Tried by this test, it is manifest that the two indictments against the defendant did not charge the same offense. A conviction could not have been had in the first case on proof that the defendant forged the second note. That she had authority to sign other notes than that referred to in the first indictment was competent evidence in the first case for the defense, but it was not introduced by the prosecution, and was not material to the commonwealth’s case. At the most it tended to corroborate the defendant’s assertion that she had express authority to sign the note charged in the indictment.

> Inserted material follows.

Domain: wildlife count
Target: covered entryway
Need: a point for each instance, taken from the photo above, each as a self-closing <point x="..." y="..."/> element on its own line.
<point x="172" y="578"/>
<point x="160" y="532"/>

The objection to the action of the court in directing a verdict for the commonwealth on the issue under the plea of former acquittal is not sustained. The burden of proving a prior acquittal is on the defendant and must be supported by the preponderance of evidence. The pleading involves matters of record and matters of fact. As already observed, the only evidence offered was the record of the former trial. There were no disputed questions of fact, and the defendant wholly failed to introduce evidence tending to show an identity of offenses. The evidence was clear that the offenses charged in the two indictments were distinct and separate. Where the facts are not controverted, the court has authority to direct a verdict for or against the commonwealth as the case may require : Commonwealth v. Tadricke, 1 Pa. Superior Ct. 555; Wharton Cr. Pl. & Pr. section 812.
It does not appear from the record that an exception was taken to the direction of the court embraced in the last paragraph of the first assignment. Taking the whole charge, however, it is in substance an instruction to the jury that the defendant failed to offer any evidence in support of the plea of former acquittal, and the verdict must therefore be in favor of the commonwealth. The verdict was rendered by.the jury. In Solliday v. Commonwealth, 28 Pa. 13 cited by the ap*301pellant, the case was reversed because no verdict was rendered on the preliminary plea, but a verdict of guilty on one of the counts in the indictment. The court held, however, that the trial judge might influence the verdict, and in some cases ought to control it, and that was what was done by the court in the present case.
The judgment is affirmed and the record remitted to the court below to the end that the sentence may be carried out.